El 31 de octubre, el Consejo de Ministros, firmado por el primer ministro Manuel Marrero Cruz, respondió con medidas de asistencia. El Estado financiará el 50% de los precios de materiales de construcción para hogares con daños totales o parciales. Además, autoriza préstamos bancarios, subsidios y asistencia social para personas de bajos ingresos, asumiendo la diferencia en tasas de interés. El Ministerio de Finanzas y Precios otorgará descuentos en precios y servicios.

Sin embargo, el economista Pedro Monreal, exespecialista de UNESCO, criticó la promesa en redes sociales: “no hace claro cómo subsidios y préstamos podrían traducirse en recursos reales”. Monreal destacó el atraso de los sistemas de protección cubanos comparados con otros países caribeños que usan microseguros paramétricos y transferencias de efectivo.

La efectividad depende de la disponibilidad de materiales, escasos en Cuba.

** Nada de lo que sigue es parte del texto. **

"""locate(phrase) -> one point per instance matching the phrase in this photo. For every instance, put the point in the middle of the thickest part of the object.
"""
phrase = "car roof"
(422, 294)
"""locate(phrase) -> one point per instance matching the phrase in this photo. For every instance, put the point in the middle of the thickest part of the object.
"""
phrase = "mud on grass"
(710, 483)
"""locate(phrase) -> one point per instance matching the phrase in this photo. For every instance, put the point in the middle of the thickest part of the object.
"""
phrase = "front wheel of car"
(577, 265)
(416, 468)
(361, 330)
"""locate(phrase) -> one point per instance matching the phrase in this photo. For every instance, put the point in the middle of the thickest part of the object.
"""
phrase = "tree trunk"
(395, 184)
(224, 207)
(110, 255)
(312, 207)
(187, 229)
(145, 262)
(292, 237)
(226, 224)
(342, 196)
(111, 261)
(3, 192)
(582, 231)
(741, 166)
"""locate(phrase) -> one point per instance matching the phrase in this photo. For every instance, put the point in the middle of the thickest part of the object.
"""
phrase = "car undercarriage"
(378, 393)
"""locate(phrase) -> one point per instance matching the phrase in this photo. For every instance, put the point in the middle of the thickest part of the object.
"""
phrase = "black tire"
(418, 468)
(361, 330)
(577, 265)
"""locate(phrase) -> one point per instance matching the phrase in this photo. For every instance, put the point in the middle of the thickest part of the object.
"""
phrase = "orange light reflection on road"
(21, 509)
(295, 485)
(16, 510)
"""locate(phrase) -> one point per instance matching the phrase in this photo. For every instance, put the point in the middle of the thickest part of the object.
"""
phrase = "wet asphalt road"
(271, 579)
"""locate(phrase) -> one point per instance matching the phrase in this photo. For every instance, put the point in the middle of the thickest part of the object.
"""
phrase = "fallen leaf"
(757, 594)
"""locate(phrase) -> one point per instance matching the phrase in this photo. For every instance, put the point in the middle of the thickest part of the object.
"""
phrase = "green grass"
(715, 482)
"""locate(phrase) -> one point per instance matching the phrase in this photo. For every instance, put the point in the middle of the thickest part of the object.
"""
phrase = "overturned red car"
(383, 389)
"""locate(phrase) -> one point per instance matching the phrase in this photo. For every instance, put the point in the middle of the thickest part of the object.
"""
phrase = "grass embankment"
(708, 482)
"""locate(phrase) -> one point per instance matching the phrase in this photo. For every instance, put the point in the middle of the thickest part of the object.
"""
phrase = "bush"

El Programa Nacional de Viviendas está estancado, con limitaciones en cemento y acero en todas las provincias, según admitieron autoridades en julio de 2025. El Grupo Empresarial de la Industria de la Construcción (Geicon) reportó caídas en producción de agregados, losas y otros items en 2024. El déficit habitacional supera las 850.000 unidades, con solo 2.728 viviendas construidas a mediados de 2025.

Casos como el de Hilda, quien ha vivido 17 años en una casa en ruinas tras cuatro huracanes sin ayuda estatal, ilustran la vulnerabilidad. En Guantánamo, familias afectadas por el ciclón Oscar en 2024 aún residen en tiendas o refugios improvisados. Un comentario resalta el desafío: una familia necesita 300 dólares estadounidenses, y aun con el 50% estatal, los 150 dólares restantes equivalen a nueve meses de salario en pesos.